В ответ было молчание.

– Где вы были? – спросил вожатый ребят, только вышедших из леса. – Опять курили? Ну-ка дыхните! Только не мне, а… вон… Полине, – он указал на другую вожатую, которая показала ему после этой фразы скрытый фак.

Ребята уселись к костру и стали мирно проводить время, как раз попав на свежую порцию поджаренной картошки. Песни звучали и веселые, и грустные, всем нравилось такое препровождение времени в лагере за пределами территории старого пансионата.

– Слушай, Вась, – обратилась к подруге Кристина. – Как у тебя дела с Шарлиевым-то?

– У нас ничего нет. Мы просто болтаем иногда и все. Он рассказывает мне какие-то свои заумные штуки, не то что твой Джон…

– А ты любишь его?

– Нет. Точно нет, – испуганно ответила Вася.

– Да?… ну ладно. Ничего, – найдешь кого-нибудь еще, хотя уже скоро конец смены. Подумай, – подмигнула подруга.

– Отстань, что ты докопалась ко мне?

– Да я просто спросила! Не хочешь, не делай ничего.

Кристина обиделась и отсела правее от подруги.
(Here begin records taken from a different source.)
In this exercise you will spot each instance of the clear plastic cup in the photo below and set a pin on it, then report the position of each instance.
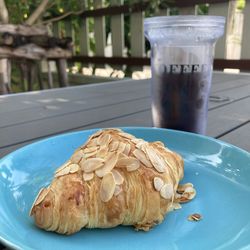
(182, 51)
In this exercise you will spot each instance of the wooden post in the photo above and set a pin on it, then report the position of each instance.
(56, 29)
(137, 36)
(39, 75)
(61, 65)
(245, 51)
(3, 89)
(220, 9)
(99, 30)
(84, 32)
(31, 74)
(50, 77)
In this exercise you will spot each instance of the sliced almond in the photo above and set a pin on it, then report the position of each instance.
(41, 196)
(156, 160)
(124, 162)
(134, 165)
(190, 192)
(159, 143)
(90, 154)
(127, 149)
(91, 164)
(63, 172)
(102, 153)
(194, 217)
(107, 188)
(140, 145)
(92, 142)
(90, 149)
(126, 135)
(63, 166)
(118, 177)
(77, 156)
(121, 156)
(137, 140)
(182, 187)
(142, 157)
(88, 176)
(97, 133)
(113, 145)
(176, 205)
(158, 183)
(167, 191)
(104, 139)
(121, 147)
(118, 190)
(108, 165)
(73, 168)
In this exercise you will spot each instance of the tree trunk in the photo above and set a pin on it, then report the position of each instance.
(5, 67)
(38, 12)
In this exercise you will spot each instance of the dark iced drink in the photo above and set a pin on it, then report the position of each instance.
(180, 99)
(182, 50)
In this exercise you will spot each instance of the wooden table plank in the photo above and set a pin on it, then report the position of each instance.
(239, 137)
(227, 117)
(59, 109)
(49, 126)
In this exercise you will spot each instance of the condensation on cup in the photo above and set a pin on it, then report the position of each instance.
(182, 51)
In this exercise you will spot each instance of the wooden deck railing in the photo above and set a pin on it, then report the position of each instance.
(137, 54)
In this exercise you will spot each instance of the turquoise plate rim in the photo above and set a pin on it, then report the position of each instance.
(8, 243)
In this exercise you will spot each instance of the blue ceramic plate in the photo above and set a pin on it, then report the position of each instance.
(219, 171)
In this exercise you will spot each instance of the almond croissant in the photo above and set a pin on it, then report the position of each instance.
(113, 179)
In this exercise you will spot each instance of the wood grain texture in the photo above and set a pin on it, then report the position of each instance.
(35, 115)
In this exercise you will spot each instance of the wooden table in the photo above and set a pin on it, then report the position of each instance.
(28, 117)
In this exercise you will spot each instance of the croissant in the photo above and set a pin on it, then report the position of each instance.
(113, 179)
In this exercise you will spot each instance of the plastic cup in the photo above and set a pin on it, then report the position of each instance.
(182, 51)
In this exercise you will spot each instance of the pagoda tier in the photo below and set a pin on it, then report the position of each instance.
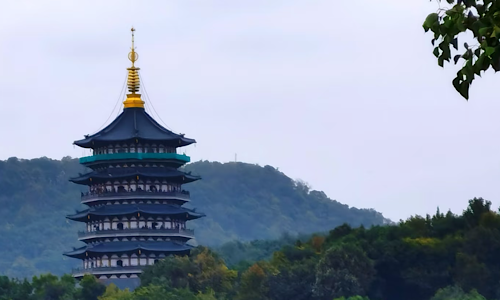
(134, 125)
(172, 175)
(130, 156)
(132, 192)
(159, 232)
(129, 210)
(135, 194)
(132, 247)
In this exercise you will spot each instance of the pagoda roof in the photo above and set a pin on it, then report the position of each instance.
(131, 246)
(134, 209)
(132, 172)
(134, 123)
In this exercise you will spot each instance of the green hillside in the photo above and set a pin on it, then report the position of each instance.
(243, 202)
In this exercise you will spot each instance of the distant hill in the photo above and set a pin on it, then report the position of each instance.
(242, 201)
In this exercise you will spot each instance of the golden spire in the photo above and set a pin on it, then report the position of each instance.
(133, 82)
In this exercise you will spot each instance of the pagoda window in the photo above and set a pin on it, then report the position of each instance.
(133, 260)
(142, 224)
(105, 261)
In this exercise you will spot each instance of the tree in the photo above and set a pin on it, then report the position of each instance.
(456, 293)
(482, 20)
(91, 288)
(345, 270)
(114, 293)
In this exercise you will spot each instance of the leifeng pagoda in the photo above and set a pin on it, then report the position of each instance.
(135, 196)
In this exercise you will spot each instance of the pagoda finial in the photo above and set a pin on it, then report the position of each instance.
(133, 82)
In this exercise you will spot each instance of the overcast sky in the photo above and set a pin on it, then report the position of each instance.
(345, 95)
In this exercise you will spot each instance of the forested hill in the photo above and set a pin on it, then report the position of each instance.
(242, 202)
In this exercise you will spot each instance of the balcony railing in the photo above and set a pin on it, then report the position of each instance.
(140, 156)
(107, 270)
(183, 195)
(136, 231)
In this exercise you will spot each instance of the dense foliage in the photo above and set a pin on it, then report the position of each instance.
(243, 202)
(439, 257)
(479, 18)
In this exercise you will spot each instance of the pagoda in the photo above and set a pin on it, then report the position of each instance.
(135, 196)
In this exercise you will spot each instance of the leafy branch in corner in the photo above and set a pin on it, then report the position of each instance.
(479, 17)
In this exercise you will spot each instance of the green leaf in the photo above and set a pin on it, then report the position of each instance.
(489, 50)
(430, 21)
(478, 66)
(483, 31)
(436, 52)
(441, 61)
(464, 90)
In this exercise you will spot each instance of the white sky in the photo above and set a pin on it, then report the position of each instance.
(344, 95)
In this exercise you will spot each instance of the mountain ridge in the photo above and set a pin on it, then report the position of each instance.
(243, 202)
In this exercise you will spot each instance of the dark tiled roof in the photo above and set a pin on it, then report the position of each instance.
(131, 124)
(122, 247)
(131, 209)
(142, 172)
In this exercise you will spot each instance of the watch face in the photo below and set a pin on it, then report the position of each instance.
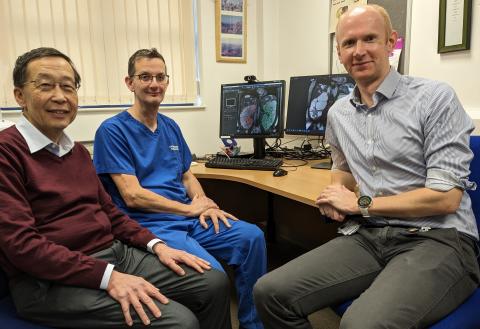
(364, 201)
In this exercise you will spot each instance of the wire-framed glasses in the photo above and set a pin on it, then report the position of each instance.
(148, 78)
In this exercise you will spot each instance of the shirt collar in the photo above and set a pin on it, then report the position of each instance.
(387, 87)
(37, 141)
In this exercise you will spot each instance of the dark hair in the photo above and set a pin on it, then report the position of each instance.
(143, 53)
(20, 69)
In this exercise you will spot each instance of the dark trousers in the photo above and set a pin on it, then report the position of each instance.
(402, 280)
(196, 300)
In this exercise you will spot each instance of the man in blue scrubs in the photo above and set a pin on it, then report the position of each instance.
(144, 163)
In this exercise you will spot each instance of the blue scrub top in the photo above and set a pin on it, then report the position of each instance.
(123, 145)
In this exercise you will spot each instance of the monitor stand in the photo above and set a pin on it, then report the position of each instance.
(259, 148)
(323, 165)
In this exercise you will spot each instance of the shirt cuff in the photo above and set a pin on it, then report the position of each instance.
(153, 243)
(443, 180)
(106, 276)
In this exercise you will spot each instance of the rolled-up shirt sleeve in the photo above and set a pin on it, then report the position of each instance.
(447, 135)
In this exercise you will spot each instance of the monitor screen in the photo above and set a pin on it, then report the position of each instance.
(252, 110)
(310, 98)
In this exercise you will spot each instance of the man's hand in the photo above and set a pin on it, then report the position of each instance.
(330, 212)
(172, 257)
(200, 204)
(342, 200)
(133, 290)
(215, 214)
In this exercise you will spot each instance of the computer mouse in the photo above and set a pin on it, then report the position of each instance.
(280, 172)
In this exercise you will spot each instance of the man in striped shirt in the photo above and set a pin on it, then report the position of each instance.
(399, 179)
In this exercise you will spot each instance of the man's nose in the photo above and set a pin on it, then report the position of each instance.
(359, 49)
(58, 95)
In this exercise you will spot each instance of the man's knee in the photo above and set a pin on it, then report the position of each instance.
(264, 292)
(252, 233)
(175, 316)
(218, 284)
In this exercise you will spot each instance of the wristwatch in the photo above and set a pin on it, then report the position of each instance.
(364, 202)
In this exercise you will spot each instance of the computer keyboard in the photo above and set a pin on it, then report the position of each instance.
(243, 163)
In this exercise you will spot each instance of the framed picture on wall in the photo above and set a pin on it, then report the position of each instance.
(231, 30)
(454, 25)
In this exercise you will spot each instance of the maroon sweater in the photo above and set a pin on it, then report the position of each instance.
(54, 212)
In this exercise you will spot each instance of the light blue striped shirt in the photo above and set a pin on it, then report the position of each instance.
(415, 135)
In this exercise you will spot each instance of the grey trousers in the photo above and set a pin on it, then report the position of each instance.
(196, 300)
(403, 280)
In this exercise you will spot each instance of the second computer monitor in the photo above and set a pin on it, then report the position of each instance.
(310, 98)
(253, 110)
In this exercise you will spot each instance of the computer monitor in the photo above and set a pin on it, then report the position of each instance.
(253, 110)
(310, 98)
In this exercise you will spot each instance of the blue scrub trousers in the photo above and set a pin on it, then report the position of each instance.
(242, 246)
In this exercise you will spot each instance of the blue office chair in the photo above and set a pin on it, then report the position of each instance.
(466, 315)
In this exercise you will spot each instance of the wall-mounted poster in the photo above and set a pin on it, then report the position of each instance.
(231, 30)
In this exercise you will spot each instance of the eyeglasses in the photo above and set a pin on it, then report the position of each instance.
(148, 78)
(49, 85)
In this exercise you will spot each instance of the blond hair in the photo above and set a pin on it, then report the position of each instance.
(379, 9)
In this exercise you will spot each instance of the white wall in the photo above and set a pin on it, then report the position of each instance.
(288, 38)
(460, 69)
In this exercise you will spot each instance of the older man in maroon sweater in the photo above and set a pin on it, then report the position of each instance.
(73, 259)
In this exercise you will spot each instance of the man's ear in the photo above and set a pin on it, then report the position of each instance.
(19, 96)
(392, 40)
(129, 83)
(338, 54)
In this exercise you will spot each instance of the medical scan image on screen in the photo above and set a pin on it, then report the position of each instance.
(310, 98)
(251, 110)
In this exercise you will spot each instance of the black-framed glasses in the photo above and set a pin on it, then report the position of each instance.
(46, 85)
(148, 78)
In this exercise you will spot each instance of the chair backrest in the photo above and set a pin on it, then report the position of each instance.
(475, 176)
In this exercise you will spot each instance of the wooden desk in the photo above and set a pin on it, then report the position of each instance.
(302, 184)
(286, 203)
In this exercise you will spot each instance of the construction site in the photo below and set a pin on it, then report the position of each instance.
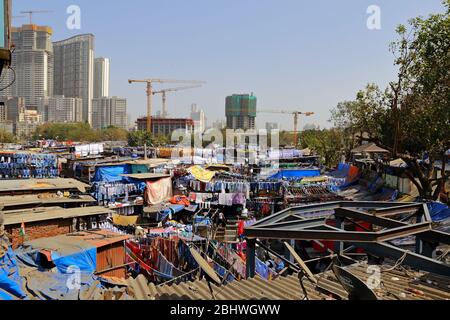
(359, 211)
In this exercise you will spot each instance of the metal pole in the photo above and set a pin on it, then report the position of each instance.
(251, 258)
(164, 97)
(149, 106)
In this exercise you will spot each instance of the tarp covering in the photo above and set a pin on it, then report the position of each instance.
(66, 253)
(111, 173)
(296, 174)
(125, 221)
(159, 191)
(439, 211)
(201, 174)
(172, 210)
(10, 281)
(58, 286)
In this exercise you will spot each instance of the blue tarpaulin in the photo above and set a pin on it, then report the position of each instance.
(296, 174)
(65, 253)
(111, 173)
(10, 281)
(439, 211)
(171, 210)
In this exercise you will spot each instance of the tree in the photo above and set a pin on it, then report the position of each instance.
(412, 117)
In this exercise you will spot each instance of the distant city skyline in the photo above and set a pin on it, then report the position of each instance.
(290, 54)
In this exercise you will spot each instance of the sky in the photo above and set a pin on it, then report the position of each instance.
(292, 54)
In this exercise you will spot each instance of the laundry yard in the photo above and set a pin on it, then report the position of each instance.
(161, 228)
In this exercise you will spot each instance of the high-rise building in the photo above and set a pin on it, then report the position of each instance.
(13, 106)
(199, 118)
(166, 126)
(240, 110)
(74, 71)
(271, 126)
(32, 61)
(61, 109)
(219, 124)
(28, 121)
(108, 112)
(101, 77)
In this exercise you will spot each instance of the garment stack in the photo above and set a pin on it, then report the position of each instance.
(164, 258)
(28, 165)
(106, 192)
(263, 206)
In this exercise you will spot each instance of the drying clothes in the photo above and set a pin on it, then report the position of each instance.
(239, 199)
(159, 191)
(226, 199)
(180, 200)
(110, 191)
(201, 174)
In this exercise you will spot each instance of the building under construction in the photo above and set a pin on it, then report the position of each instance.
(240, 111)
(165, 126)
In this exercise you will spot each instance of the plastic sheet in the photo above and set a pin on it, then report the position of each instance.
(10, 281)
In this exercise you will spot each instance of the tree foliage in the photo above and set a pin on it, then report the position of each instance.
(327, 143)
(79, 132)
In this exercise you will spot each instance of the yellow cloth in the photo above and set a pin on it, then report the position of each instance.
(125, 221)
(314, 179)
(201, 174)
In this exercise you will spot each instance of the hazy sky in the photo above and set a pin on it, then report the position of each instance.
(293, 54)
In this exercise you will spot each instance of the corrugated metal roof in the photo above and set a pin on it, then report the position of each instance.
(146, 176)
(398, 284)
(51, 213)
(41, 184)
(100, 238)
(30, 199)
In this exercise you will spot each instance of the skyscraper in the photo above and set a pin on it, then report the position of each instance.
(109, 112)
(32, 61)
(61, 109)
(101, 77)
(198, 115)
(240, 110)
(74, 71)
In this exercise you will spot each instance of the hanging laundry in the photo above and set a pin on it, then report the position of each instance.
(159, 191)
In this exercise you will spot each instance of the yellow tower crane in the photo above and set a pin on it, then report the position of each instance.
(163, 93)
(149, 91)
(296, 115)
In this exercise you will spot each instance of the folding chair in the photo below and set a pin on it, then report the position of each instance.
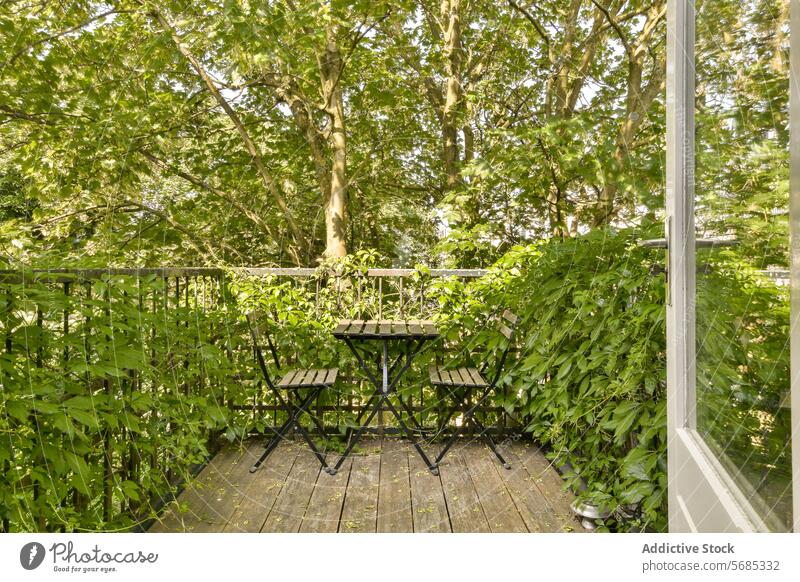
(471, 380)
(311, 381)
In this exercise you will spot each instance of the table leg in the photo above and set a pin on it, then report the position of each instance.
(431, 466)
(357, 436)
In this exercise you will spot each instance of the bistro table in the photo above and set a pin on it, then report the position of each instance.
(411, 336)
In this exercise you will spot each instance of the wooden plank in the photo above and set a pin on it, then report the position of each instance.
(537, 513)
(264, 488)
(370, 328)
(330, 379)
(427, 499)
(497, 504)
(199, 512)
(549, 483)
(463, 504)
(325, 507)
(399, 329)
(286, 381)
(429, 329)
(463, 377)
(359, 513)
(355, 328)
(477, 378)
(306, 379)
(415, 327)
(394, 499)
(228, 496)
(290, 506)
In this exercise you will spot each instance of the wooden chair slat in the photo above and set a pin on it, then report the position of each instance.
(371, 327)
(287, 379)
(429, 328)
(399, 328)
(507, 331)
(476, 377)
(342, 327)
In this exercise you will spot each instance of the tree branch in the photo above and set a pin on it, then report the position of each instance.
(615, 26)
(530, 18)
(216, 191)
(249, 144)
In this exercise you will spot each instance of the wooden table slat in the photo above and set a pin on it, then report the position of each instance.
(476, 377)
(287, 379)
(331, 376)
(415, 327)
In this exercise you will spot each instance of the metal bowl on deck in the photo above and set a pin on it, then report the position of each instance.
(589, 513)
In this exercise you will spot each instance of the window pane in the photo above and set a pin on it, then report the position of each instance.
(742, 193)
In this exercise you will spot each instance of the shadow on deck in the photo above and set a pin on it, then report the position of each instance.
(386, 488)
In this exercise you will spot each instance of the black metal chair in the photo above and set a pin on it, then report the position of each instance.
(471, 379)
(307, 384)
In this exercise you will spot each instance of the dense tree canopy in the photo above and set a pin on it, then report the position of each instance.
(285, 131)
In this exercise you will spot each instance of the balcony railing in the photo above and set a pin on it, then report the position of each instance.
(118, 383)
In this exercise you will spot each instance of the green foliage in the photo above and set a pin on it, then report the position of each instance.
(589, 378)
(110, 391)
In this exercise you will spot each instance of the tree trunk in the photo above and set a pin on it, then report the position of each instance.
(335, 225)
(453, 90)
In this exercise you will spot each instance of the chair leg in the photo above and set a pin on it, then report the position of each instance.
(277, 438)
(304, 433)
(484, 434)
(450, 442)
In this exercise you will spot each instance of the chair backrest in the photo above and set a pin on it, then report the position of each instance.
(259, 332)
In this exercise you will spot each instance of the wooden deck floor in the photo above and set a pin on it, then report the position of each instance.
(385, 488)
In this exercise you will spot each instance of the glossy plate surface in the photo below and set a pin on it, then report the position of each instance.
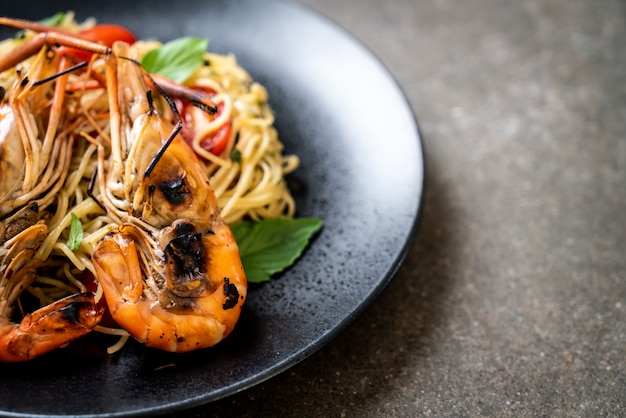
(362, 171)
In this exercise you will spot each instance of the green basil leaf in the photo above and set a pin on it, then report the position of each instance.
(177, 59)
(76, 233)
(271, 245)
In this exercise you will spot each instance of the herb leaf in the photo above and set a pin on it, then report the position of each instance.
(271, 245)
(76, 233)
(177, 59)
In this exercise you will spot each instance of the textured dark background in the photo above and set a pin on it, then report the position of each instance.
(512, 301)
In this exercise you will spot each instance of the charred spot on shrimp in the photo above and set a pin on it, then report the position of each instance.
(231, 293)
(174, 191)
(185, 257)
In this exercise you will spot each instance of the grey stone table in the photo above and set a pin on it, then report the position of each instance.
(512, 300)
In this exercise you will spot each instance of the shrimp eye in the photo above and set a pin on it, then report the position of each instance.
(174, 190)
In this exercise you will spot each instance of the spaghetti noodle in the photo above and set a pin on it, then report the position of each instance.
(247, 175)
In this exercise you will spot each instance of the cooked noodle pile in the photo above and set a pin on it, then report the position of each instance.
(247, 176)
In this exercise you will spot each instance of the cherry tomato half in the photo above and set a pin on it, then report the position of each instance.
(106, 34)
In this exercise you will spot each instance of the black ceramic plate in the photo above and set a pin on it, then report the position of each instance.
(362, 173)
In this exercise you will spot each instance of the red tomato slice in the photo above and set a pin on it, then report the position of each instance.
(106, 34)
(194, 118)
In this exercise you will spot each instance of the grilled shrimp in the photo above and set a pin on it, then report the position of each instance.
(34, 157)
(171, 275)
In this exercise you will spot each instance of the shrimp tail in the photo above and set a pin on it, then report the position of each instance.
(49, 327)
Вася вышла из круга, в котором сидели ребята и вожатые, распевая песни. Она пошла к палаткам и там залилась слезами. «Почему у меня постоянно все не как у людей, разве я заслужила такое…?!» – шептала она, спрашивая себя, в слезах. Ей было тяжело сдержать себя: с каждым днем она все сильнее влюблялась в своего первого мальчика, с которым встречалась, как ей тогда казалось, в груди все сжималось. Слезы лились градом. Все вокруг были как будто чужими: ничего не понимали. Так Василиса интуитивно нащупывала свой путь к двери с надписью «Первая любовь». Что еще никогда никого не приводило к успеху. У нее не было почти никакого опыта в сердечных делах, поэтому так больно: что-то в первый раз ее как будто резало изнутри. Она рыдала. Так сильно в первый раз. Из-за какого-то мальчишки.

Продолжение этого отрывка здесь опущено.